Meantime, local business groups espy great potential in diversifying into fine and casual dining, as well in fast food. It is rumoured that one such entity with interests in real estate development will shortly confirm its foray into F&B shortly. And quite an amount of sizable funds are available to keep such plans simmering, with private equity starting to show a good deal of interest in the sector. (A F&B outlet at one of the prestige towers in Dubai has an asking price of just under Dh1.5 million, and has had no issues with trying to find bidders.)
But behind all the ceaseless activity, there are some real concerns bubbling through — “The cost of goods is not changing, which in turn, impacts the industry and diminishes the success rates of businesses,” said Jihad El Eit, founder and CEO of the Man’oushe Street chain, And “especially for entrepreneurs who are trying to cope with the high expenses of rent, paying employees and other related operational expenses.
“With all of these, businesses are already losing 35 per cent of their cost margin.”
Add to the already high expenses on rents and staff comes the additional cost incurred by the new fuel pricing mechanism, and more so in the mid- to lower end of the F&B spectrum.
“Any F&B operator catering to a mid and fast-food consumer market and with a high share of delivery orders [both residential and corporate] in their revenues will feel the pinch,” said the owner of a fast-serve concept. “The increased fuel costs should impact by between 2-3 per cent, and further cutting into net margins that are in the single-digits. The cost of operating a F&B outlet in Dubai, especially, has gone through the roof.”
It explains why even as new operators enter the market, some of the weaker ones go bust. At one particular mid-tier mixed-use tower cluster in Dubai, the attrition rate for F&B outlets have been as high as 50 per cent in the last three years.
But those operators with deep enough pockets are strictly thinking long term. “All of the trends are upwards and this will continue up to 2020 and beyond — It might be argued that the cost of rental supports a better class of competition,” said Darami Coulter, Global Marketing and Communication Manager at Sumo Sushi & Bento International.
“We work closely with investors prior to any purchase and help them calculate an attractive return on investment. We know which way the market is going.

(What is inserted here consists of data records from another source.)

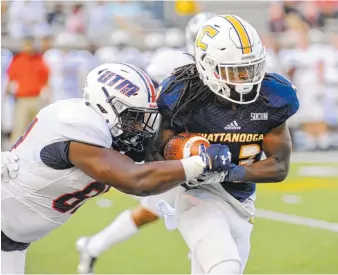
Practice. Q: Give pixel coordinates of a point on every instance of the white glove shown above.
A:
(169, 215)
(9, 166)
(207, 178)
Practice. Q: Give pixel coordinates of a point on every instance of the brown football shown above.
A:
(184, 145)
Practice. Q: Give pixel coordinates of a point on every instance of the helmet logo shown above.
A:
(120, 83)
(206, 31)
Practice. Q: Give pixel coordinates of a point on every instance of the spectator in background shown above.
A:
(273, 62)
(4, 7)
(75, 22)
(312, 15)
(290, 7)
(304, 71)
(100, 18)
(30, 75)
(277, 21)
(7, 102)
(123, 13)
(25, 18)
(329, 73)
(329, 9)
(57, 16)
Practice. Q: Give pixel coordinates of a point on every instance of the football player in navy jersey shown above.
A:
(227, 97)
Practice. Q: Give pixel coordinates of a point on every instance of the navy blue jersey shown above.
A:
(242, 129)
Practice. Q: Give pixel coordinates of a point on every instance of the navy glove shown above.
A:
(217, 157)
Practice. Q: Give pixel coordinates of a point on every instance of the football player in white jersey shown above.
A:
(129, 222)
(70, 153)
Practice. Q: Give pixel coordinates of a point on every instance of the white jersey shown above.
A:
(164, 61)
(41, 198)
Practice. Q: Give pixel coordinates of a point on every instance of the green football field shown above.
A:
(277, 246)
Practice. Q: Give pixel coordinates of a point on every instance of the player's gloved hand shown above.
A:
(217, 157)
(9, 166)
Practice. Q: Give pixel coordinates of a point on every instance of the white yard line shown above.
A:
(294, 219)
(315, 157)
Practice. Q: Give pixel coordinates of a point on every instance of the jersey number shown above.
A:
(207, 31)
(248, 153)
(72, 201)
(22, 138)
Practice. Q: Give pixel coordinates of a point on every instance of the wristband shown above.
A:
(236, 173)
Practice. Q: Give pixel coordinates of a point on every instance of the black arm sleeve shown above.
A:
(56, 155)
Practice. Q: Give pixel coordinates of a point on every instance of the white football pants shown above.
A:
(217, 236)
(13, 262)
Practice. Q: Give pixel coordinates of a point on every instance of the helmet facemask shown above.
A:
(135, 127)
(226, 79)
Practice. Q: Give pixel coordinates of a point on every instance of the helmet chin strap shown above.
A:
(243, 89)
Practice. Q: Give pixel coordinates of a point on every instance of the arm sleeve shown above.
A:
(55, 155)
(86, 126)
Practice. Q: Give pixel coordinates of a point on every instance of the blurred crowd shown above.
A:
(303, 45)
(301, 38)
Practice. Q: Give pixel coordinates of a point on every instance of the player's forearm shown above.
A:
(268, 170)
(157, 177)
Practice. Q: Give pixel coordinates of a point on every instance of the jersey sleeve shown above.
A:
(86, 127)
(282, 98)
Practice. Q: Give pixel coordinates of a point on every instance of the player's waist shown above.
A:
(239, 191)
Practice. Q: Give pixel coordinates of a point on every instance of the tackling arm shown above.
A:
(277, 147)
(164, 133)
(112, 168)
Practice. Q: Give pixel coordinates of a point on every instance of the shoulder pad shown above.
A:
(280, 92)
(83, 124)
(168, 94)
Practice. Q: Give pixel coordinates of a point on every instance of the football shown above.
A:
(184, 145)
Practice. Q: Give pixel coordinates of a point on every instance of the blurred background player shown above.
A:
(127, 224)
(28, 77)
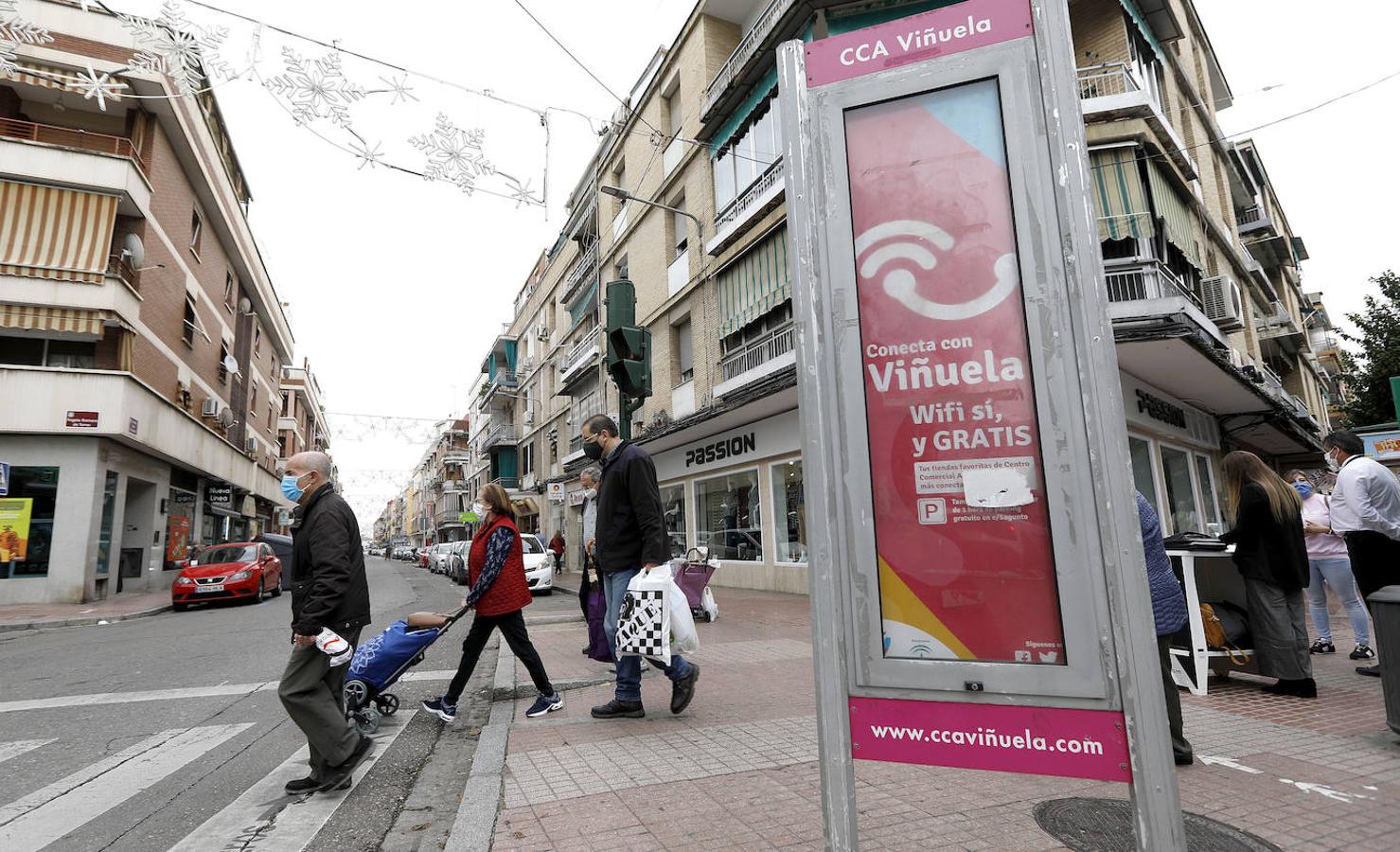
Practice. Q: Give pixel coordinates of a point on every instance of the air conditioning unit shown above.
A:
(1222, 302)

“Accordingly we have adapted our offering as the market has matured, most recently introducing smaller ‘grab-and-go’ takeaway concepts as well as identifying new process efficiencies for larger dine-in restaurants.
“I do believe the solid concepts will launch, grow, and stay — as long as they focus on rewarding loyalty and focus on the quality of their proposition against discounting their prices.”
And F&B operators better be selective with the locations. Any mismatch there will have dire consequences on viability.
“The idea of locating your F&B business in a mall does not necessarily work for all concepts,” said El Eit. “This is mainly due to the high rentals and the structure of lease agreements, which will make it difficult for some concepts to operate in a mall.
“For example, Man’oushe Street’s concept works better across community malls rather than mega-malls. Of the 13 branches that we operate in the UAE, only one is located within a community mall, while the rest are all in street locations. I believe in the ‘hedgehog concept’ — placing strong focus on what you are doing and doing it right.”